Appellant argues cross-examination was inadequate in his case. However, the' record shows that defense counsel cross-examined the witness extensively on her out-of-court identification of the defendant. The record reveals no impermissible suggestiveness in either the show-up or the lineup. Further, the victim possessed an adequate independent basis for her in-court identification. See, State v. Montgomery, 596 S.W.2d 735, 737-38 (Mo.App.1980). No error occurred.
Defendant also complains the trial court erred in overruling his challenges for cause to a venireman. The trial court has broad discretion in ruling on such challenges. State v. Lovell, 506 S.W.2d 441, 444 (Mo.banc 1974).
The venireman acknowledged friendship with three police officers and acquaintanceship with “many.” He was on friendly terms with two police officers endorsed by the State as witnesses. Nevertheless, “friendship or relationship with a police officer alone is not sufficient to disqualify a venireman.” State v. Dodson, 551 S.W.2d 932, 934 (Mo.App.1977), cert. den. 434 U.S. 1071, 98 S.Ct. 1255, 55 L.Ed.2d 774.
Following the examination on voir dire, the trial court concluded the venireman “was very sure and very clear in his answers, it would not affect him in any way, *65and he wouldn’t automatically believe what they said.” The trial court watched the venireman closely and found no equivocation in his answers. Defendant’s attorney, in moving to strike the venireman, admitted the venireman had not equivocated in his responses. Defense counsel’s objection was based on her feeling that in spite of his answers, the venireman just could not be fair. Our review of the voir dire examination fails to reveal a clearly expressed doubt by the venireman that he could accord defendant a fair and impartial trial. The court did not abuse its discretion in refusing to strike the venireman for cause. State v. Murphy, 610 S.W.2d 382, 389 (Mo.App.1980).
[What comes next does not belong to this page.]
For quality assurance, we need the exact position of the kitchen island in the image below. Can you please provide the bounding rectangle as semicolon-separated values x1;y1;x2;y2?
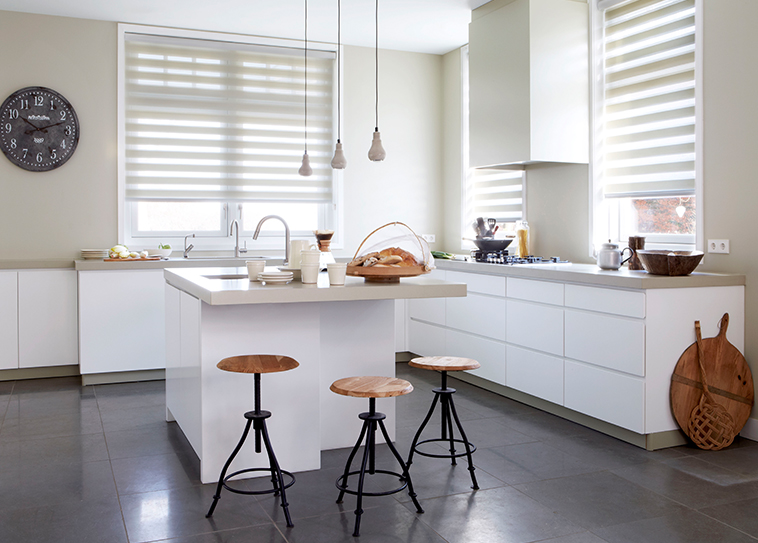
164;268;466;483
Finally, appellant complains of the grand jury selection process in the City of St. Louis. Although the defendant’s new trial was based on an information in lieu of an indictment, he challenges the validity of the indictment of the first trial, because, he argues, it supplied the underlying probable cause for the substituted information. Appellant asks that we take judicial notice of State v. Lawrence Payne, 639 S.W.2d 597 (Mo. pending) and concedes the decision in that case, when handed down, should govern disposition of this issue. The issue in Payne, relevant to this case, was consolidated with State v. Baker, 636 S.W.2d 902 (Mo.banc, 1982). The court in Baker upheld the grand jury and grand jury foreman selection process contested here and in Payne.
Judgment affirmed.
REINHARD, P.J., and SNYDER, J., concur.